Brüksel'de
AB Nezdindeki Büyükelçimiz Nihat Akyol'a dün
TV röportajı sonrasında gazeteciler soruyorlar:
"Türkiye, AB'nin beklediği küçük jesti yapacak mı?"Nihat Akyol, "ne küçüğü" diyor.
"Türkiye, AB'ye büyük jest yapıyor. 1997 Lüksemburg Zirvesi'ndeki o çok ağır ifadelerden sonra Türkiye, hala AB'ye tam üyelik adaylığını kabul ediyorsa, bu çok büyük bir iyi niyet jestidir."Akyol'un bu sözleri, gece boyu
Avrupa TV'lerinde yayınlandı.
Gerçekten...
Türkiye, büyük bir olgunluk ve sağduyu gösterdi.
"AB tutku değil" diyerek
başını, "AB amaçtır" söylemi ile de dümeni doğru tuttu.
Milliyet'in katkısı
Dün sabah,
Yunanistan Dışişleri Bakanı Papandreu, sadece
Türk gazetecileriyle yaptığı söyleşiye, elinde
Milliyet Gazetesi'nin kupürünü ve tercümesini sallayarak girdi.

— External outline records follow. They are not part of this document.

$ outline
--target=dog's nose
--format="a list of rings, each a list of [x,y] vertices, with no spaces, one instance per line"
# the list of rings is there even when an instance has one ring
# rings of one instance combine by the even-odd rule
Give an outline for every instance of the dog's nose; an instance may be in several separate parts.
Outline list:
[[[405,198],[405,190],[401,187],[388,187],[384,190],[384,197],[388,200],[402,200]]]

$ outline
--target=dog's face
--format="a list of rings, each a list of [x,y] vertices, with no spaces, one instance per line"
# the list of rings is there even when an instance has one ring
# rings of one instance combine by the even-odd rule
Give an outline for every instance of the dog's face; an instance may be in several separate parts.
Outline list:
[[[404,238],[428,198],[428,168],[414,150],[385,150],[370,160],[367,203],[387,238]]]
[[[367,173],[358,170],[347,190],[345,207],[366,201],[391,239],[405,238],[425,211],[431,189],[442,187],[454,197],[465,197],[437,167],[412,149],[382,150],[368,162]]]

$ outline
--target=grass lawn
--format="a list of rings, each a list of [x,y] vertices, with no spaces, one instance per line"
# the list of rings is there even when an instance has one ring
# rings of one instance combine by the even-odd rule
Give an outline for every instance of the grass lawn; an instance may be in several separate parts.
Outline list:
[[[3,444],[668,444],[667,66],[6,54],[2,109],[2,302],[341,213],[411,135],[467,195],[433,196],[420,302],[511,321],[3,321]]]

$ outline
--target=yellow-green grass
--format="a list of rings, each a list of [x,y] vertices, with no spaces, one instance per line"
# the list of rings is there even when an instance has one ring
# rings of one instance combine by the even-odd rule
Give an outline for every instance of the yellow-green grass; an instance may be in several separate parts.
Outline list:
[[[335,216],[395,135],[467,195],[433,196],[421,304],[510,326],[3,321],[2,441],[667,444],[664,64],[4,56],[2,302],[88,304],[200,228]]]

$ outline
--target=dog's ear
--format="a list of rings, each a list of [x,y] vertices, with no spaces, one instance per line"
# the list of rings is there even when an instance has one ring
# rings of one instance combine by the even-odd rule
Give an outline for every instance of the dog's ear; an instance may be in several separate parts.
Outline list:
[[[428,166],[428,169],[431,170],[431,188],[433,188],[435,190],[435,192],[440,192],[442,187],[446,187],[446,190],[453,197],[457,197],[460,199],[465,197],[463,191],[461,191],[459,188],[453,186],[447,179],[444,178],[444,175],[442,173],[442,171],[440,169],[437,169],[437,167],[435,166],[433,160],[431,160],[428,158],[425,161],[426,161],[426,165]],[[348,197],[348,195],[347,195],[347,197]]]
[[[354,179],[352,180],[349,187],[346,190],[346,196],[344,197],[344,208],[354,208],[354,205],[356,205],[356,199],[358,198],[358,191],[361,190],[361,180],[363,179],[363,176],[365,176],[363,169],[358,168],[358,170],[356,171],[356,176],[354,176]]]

Bizim yazı işleri sabah toplantısına katılan
Dışişleri Bakanı İsmail Cem'in dünkü
Milliyet'te yayınlanan sözlerini
"çok olumlu bulduğunu" söyledi.
"Sayın Cem'in 'Ege konularında AB'nin kuralları var, bu kurallara uyacağımızı beyan etmekteyiz'
demesini selamlıyoruz. Bu bağlayıcı bir açıklamadır. Helsinki'deki karara olumlu etkileri olacaktır" dedi.
Eğer
Milliyet, bu çok kritik kavşakta
Türkiye'ye tarihi bir katkıda bulunabilmişse mutluyuz.
Dileriz ki arkası gelir.
Adres
Fakat...
Hiçbir şey, beklendiği kadar kötü olmadığı gibi, sanıldığı kadar iyi de değildir.
Nitekim...
Cem'in söylemi,
Papandreu tarafından
"bağlayıcı teminat" gibi adlandırılarak,
Helsinki öncesi
AB'nin diğer
14 ülkesine, "Türkiye, bildiride bazı kayıtlara, koşullara angaje" mesajı verilmekte.
Bütün mesele,
Türkiye'nin
"Ajanda 2000'de yer alan iki ülke arasında anlaşmazlıkların, gereğinde Lahey Uluslararası Adalet Divanı'nda çözümünü kabul ettiğinin" bildiride yer alması.
Gerçi
Türkiye, Ajanda 2000 ile aynı paralelde.
Ama...
Ajanda 2000 "tarafların ikili müzakereler yapmaları ve ancak çözüme ulaşamamaları halinde dosyaları Lahey'e götürmelerini" öngörmekte.
Böyle bir müzakerenin ise
Lahey'e gitmeden önce kaç yıl süreceği belli değildir.
Ada muhabbeti
Papandreu'nun ikinci saptaması ise
Kıbrıs ile
AB'ye tam üyelik görüşmelerinin
"iç siyaset sorunlarını çözmek" şartı kaldırılarak hemen başlamasıdır.
İç siyaset sorunu... Yani
KKTC.Bu sorun çözülmeden,
Kıbrıs'ın tam üyeliği,
AB üyelerinin çoğuna göre adanın ikiye bölünmesini kabul etmektir.
Kıbrıs'ı da içine alan
AB'nin,
Türkiye ile ihtilaflı sınır komşusu haline gelmesidir.
Fransa ve
Almanya, buna kesinlikle karşı.
İngiltere ise dansediyor.
Fransa, Helsinki'ye belki bir ara formül üretecek.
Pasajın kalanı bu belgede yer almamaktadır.